Fatal work place mishap results in many charges
Yukon officials have laid more than a dozen charges in connection with a fatal accident last year where a local tire shop employee was crushed by a truck he was working on.
Yukon officials have laid more than a dozen charges in connection with a fatal accident last year where a local tire shop employee was crushed by a truck he was working on.
On the afternoon of Nov. 15, 2011, Denis Chabot, an employee at Integra Tire off Industrial Road, was servicing a North 60 Petro truck.
The 34-year-old had been putting slits in the tri-axle vehicle’s tires to give it better traction on ice and snow.
After having completed the work, he went and told his supervisor that the vehicle was ready for pick-up.
He said he would go out and do a final check on the vehicle before the owner came to pick it up.
When a worker from North 60 arrived, he found the vehicle idling, climbed into it and drove it away.
Chabot was partially under the vehicle and suffered fatal crush injuries when the vehicle moved.
A total of 14 charges have been laid and were first read into territorial court Tuesday.
Both companies involved, North 60 and Integra Tire — listed in the documents as Yukon Tire Centre Inc. — have been charged.
Two supervisors, Frank Taylor with North 60 and Paul Bubiak with Integra Tire, are facing charges of their own.
Integra Tire is facing five charges under the Occupational Health and Safety Act.
The company is charged with failing to effectively control the truck when a worker could be injured by an unexpected start-up, failing to effectively control the truck when it was shut down, and failing to stop and immobilize a machine or equipment which may endanger a worker.
The final two charges are related to the company’s safety procedures.
Integra Tire is charged with failing to develop safe, effective lockout procedures and failing to explain those procedures verbally and in writing.
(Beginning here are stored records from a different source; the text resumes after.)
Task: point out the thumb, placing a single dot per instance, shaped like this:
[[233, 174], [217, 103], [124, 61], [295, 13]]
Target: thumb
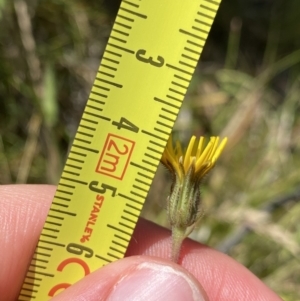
[[136, 278]]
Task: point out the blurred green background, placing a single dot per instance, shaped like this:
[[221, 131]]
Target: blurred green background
[[246, 87]]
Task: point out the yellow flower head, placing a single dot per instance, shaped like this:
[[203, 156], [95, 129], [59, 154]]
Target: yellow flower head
[[188, 168], [201, 159]]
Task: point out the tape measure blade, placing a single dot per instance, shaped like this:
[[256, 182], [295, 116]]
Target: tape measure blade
[[144, 74]]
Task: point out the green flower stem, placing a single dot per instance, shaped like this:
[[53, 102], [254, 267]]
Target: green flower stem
[[178, 236]]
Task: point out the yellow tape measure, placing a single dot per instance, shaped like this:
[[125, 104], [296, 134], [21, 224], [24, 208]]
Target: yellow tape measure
[[145, 71]]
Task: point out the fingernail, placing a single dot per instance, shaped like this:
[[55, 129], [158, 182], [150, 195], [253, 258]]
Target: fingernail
[[153, 281]]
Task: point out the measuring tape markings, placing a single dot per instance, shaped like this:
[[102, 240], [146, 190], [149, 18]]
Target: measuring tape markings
[[73, 194]]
North 60 is facing three charges.
Officials claim the company failed to adequately train a worker in the safe operation of the truck, failed to ensure a worker had demonstrated competency to a supervisor, and failed to ensure the operator did not move the truck until precautions were taken to protect the operator and any other worker from injury.
As for the supervisors, Taylor is facing two charges: that, as a supervisor, he failed to adequately train a worker in the safe operation of the truck and that he failed to ensure that when an equipment operator’s view of the work place is obstructed, that the operator not move the equipment.
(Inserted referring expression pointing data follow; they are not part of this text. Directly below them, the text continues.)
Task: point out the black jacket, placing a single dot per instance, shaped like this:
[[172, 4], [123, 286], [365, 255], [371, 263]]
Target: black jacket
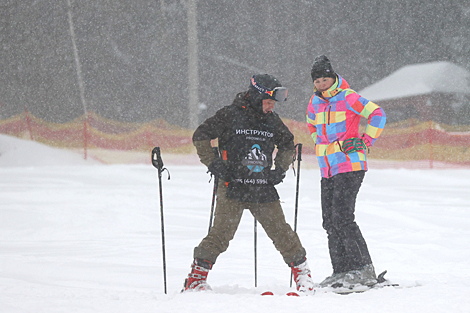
[[247, 140]]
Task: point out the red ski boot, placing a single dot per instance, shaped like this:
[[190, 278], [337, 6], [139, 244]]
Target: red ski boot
[[196, 280], [302, 278]]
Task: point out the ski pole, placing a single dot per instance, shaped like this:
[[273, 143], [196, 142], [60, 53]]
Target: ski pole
[[157, 162], [299, 159], [256, 248], [296, 206], [214, 191]]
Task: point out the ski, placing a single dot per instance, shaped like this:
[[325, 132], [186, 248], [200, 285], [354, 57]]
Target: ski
[[339, 289], [290, 293]]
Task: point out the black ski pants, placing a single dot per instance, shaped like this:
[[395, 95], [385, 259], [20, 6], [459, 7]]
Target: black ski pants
[[347, 247]]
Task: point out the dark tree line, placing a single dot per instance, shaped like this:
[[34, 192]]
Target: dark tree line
[[134, 54]]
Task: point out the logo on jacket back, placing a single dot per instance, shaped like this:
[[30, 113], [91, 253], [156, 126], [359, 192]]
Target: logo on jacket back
[[256, 160]]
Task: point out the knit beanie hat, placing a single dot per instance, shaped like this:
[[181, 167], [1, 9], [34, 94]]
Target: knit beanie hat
[[322, 68]]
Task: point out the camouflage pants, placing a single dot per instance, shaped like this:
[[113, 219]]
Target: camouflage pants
[[227, 216]]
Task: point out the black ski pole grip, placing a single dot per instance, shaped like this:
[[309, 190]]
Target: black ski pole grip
[[157, 161]]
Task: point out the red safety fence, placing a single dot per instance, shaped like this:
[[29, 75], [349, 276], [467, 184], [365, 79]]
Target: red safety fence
[[429, 143]]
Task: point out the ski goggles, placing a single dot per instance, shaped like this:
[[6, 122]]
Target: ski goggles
[[278, 93]]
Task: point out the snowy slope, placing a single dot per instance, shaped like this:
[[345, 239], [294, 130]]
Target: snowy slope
[[88, 239]]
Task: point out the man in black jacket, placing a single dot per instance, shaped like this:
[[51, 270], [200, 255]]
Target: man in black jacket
[[248, 132]]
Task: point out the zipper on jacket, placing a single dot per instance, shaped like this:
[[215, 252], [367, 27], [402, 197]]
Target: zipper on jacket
[[329, 112]]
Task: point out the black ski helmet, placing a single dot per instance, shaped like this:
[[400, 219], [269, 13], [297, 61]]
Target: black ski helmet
[[265, 86], [322, 68]]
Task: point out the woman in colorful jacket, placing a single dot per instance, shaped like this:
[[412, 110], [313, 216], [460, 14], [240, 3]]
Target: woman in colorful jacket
[[333, 117]]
Bubiak is charged with the same offence related to training.
He is also facing similar charges to his employer for failing to immobilize the truck and control it when it was shut down for maintenance work.
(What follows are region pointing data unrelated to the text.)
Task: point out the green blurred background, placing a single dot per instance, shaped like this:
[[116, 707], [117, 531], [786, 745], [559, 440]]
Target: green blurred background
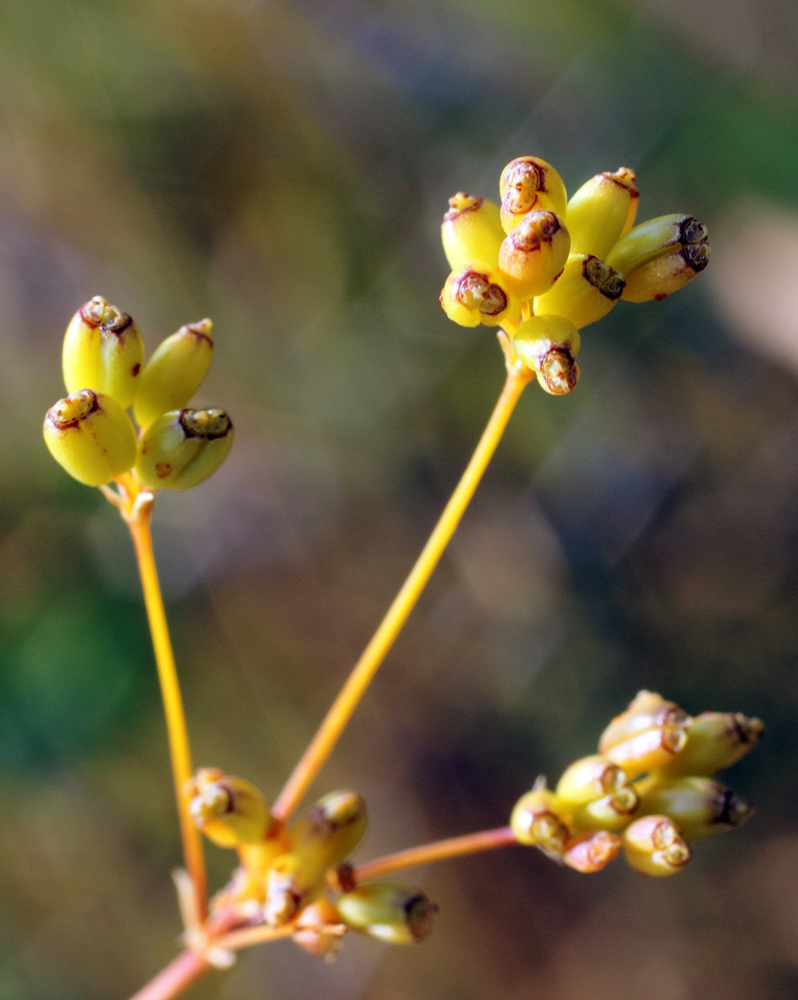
[[283, 167]]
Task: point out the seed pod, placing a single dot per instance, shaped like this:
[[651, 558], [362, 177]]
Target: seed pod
[[590, 852], [549, 345], [647, 710], [387, 911], [182, 449], [174, 372], [698, 806], [475, 293], [526, 184], [715, 740], [471, 230], [91, 436], [660, 256], [322, 839], [594, 778], [533, 256], [230, 811], [537, 820], [601, 211], [585, 292], [654, 846], [103, 350]]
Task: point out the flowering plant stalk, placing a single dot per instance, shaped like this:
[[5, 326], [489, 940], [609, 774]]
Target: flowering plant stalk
[[539, 268]]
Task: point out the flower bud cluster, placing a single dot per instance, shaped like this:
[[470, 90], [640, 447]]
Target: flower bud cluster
[[90, 433], [299, 875], [542, 267], [648, 792]]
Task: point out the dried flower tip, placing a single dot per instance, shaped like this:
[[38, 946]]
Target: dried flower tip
[[594, 778], [654, 846], [533, 255], [183, 448], [590, 852], [699, 806], [528, 183], [387, 911], [230, 811], [537, 820], [91, 436], [601, 211], [174, 372], [475, 293], [585, 292], [103, 350], [471, 230], [647, 710], [715, 740]]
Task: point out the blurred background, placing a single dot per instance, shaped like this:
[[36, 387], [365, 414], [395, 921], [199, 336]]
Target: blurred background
[[282, 166]]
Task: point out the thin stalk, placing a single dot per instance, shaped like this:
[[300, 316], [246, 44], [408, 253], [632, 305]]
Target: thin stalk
[[364, 670], [440, 850], [138, 521]]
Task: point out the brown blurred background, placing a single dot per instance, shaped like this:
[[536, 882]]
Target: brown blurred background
[[282, 167]]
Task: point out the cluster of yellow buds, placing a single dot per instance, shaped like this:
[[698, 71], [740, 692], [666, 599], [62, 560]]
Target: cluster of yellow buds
[[298, 875], [541, 266], [648, 791], [90, 433]]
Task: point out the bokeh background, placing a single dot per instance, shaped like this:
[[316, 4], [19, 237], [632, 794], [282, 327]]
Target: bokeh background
[[282, 166]]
A man who loved the outdoors, Chabot had come to the Yukon about 10 years earlier from his home in Sherbrooke, in Quebec’s Eastern Townships.

bobby bitman
Nov 7, 2012 at 4:56 pm
Too sad. I know that all the infractions are legitimate, but, without forgetting about Denis and his family and friends, I feel badly for the co-workers and supervisors who are living this nightmare. No doubt these charges have a pale impact in comparison to how they feel about the horrible loss of Denis Chabot.